Although Agafia does not have monastic tonsure, she diligently follows the instructions for monks, fulfilling the monastic prayer rule; she commits the full liturgical cycle on feast days according to old books, which are carefully kept. In their family, it was decided when everyone went off to work, to leave one person to pray to God, and they usually left Agafia.

In a conversation with her, I asked about her future plans. In response, Agafia Karpovna informed me of her intention to fulfil her father’s testament not to leave their forest shelter – “tyatyen’ka blessed (me)” (an affectionate name for father). Despite some difficult moments she experienced last winter, including running out of food, firewood and hay by the end of winter, being very sick at one time, and on occasion worrying about bears who, in search of food called on her zaimka and even climbed into her barn – Agafia is not discouraged, laying her trust in the Lord and the Mother of God.

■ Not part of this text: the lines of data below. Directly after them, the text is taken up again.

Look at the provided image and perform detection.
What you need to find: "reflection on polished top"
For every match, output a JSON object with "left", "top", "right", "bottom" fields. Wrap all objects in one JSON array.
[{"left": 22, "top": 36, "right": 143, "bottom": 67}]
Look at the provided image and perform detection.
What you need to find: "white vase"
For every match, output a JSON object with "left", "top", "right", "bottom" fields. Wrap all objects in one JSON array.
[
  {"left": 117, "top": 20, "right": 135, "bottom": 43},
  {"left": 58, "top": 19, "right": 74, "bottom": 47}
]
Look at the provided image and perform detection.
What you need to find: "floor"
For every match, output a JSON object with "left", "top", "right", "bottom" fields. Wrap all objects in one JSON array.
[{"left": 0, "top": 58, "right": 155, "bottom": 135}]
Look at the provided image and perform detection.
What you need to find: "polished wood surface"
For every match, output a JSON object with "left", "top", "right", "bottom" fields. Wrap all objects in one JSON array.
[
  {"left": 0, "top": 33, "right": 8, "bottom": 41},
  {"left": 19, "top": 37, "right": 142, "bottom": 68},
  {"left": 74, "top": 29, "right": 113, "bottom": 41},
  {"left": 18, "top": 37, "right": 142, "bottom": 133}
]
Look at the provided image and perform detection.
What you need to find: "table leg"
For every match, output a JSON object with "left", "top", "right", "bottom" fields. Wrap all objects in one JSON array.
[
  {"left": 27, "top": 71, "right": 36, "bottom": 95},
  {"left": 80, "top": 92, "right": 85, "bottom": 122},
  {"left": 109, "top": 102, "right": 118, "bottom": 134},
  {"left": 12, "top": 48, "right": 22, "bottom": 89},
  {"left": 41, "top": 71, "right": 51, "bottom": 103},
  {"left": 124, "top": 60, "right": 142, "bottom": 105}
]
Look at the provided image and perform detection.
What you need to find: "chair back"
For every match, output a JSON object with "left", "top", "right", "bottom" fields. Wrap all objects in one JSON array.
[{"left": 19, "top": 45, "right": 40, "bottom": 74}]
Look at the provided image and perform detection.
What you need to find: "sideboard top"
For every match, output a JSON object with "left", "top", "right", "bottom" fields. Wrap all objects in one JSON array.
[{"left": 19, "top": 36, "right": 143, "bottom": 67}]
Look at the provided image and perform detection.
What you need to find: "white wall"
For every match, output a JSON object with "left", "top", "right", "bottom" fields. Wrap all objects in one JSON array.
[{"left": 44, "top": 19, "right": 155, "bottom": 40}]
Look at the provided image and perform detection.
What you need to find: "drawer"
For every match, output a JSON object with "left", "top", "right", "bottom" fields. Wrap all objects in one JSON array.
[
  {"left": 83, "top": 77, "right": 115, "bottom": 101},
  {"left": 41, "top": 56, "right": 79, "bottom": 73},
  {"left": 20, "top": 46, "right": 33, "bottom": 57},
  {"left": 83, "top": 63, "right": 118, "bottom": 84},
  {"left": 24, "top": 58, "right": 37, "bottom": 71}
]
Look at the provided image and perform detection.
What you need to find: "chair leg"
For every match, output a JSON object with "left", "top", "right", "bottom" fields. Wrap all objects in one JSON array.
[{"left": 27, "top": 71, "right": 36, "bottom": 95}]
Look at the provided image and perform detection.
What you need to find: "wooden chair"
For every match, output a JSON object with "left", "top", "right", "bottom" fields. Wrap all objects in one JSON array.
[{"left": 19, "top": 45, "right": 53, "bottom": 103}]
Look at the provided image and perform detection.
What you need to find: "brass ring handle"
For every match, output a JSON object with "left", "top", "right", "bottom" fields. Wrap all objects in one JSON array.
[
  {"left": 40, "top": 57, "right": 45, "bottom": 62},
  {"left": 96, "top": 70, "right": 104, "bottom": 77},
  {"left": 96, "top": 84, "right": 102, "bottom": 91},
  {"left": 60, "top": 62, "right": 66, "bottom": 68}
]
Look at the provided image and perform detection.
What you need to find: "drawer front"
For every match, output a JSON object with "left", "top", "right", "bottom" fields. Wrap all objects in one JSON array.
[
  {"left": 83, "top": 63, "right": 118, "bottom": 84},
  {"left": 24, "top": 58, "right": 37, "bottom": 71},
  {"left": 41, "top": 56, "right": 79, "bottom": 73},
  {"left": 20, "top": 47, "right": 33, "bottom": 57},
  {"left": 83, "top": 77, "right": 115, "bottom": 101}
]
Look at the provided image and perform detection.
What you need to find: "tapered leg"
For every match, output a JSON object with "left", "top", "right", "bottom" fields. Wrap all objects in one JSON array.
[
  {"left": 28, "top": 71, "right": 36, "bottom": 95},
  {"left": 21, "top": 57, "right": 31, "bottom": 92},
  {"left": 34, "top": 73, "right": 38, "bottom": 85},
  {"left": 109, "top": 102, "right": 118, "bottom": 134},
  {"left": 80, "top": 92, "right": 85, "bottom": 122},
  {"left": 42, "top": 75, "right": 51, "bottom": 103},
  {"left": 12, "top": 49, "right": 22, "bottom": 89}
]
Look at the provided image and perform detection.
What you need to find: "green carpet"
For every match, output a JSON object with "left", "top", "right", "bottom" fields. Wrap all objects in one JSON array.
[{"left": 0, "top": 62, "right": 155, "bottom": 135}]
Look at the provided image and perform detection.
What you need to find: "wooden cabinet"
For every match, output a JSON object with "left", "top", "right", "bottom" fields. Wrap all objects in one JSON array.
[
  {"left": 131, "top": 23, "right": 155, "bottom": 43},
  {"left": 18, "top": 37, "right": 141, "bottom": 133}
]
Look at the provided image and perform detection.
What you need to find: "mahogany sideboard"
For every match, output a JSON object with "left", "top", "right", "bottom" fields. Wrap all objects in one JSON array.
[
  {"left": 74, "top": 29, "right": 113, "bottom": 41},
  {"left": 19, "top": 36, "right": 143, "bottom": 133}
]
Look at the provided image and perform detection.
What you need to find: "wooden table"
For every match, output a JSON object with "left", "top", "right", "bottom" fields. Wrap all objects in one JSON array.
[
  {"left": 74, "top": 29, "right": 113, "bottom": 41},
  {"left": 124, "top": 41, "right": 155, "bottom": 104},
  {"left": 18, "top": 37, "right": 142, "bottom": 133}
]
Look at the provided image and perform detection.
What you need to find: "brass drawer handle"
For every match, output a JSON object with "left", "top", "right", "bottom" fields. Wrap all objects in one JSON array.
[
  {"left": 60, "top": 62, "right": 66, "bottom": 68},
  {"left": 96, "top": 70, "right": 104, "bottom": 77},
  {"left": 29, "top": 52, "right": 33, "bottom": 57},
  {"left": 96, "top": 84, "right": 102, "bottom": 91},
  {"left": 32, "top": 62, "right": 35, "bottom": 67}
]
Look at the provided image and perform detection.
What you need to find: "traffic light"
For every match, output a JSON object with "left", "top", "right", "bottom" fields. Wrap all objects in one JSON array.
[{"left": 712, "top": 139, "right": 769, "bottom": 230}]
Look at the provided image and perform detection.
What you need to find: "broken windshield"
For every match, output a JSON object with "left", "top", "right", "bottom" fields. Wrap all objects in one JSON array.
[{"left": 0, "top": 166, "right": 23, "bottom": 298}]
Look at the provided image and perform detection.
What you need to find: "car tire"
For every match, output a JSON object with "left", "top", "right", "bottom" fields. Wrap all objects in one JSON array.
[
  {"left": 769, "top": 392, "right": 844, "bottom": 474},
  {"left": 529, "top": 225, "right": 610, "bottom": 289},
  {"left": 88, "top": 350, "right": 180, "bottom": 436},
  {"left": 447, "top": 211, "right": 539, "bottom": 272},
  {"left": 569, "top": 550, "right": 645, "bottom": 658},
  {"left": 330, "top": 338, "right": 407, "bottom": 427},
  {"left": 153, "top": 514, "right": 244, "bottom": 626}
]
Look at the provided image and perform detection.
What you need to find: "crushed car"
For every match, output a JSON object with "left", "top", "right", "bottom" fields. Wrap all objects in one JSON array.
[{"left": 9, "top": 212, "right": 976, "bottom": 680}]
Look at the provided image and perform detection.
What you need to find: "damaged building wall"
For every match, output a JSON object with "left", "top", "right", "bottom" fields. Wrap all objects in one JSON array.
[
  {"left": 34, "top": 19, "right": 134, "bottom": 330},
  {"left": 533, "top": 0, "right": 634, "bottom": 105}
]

Seeing us to the helicopter and giving us willow twigs, Agafia thanked us for the visit, asked us to pray for her and invited us to the anniversary names day next year, on the second day of Pascha.

It is these people, their destinies, in my mind, that contribute to strengthening the unity of our history and our people. They give everyone who associates with them a sense of the deep connection with the Creator, instil faith into our own strength and provide an example of solid self-standing and success in the struggle for independence.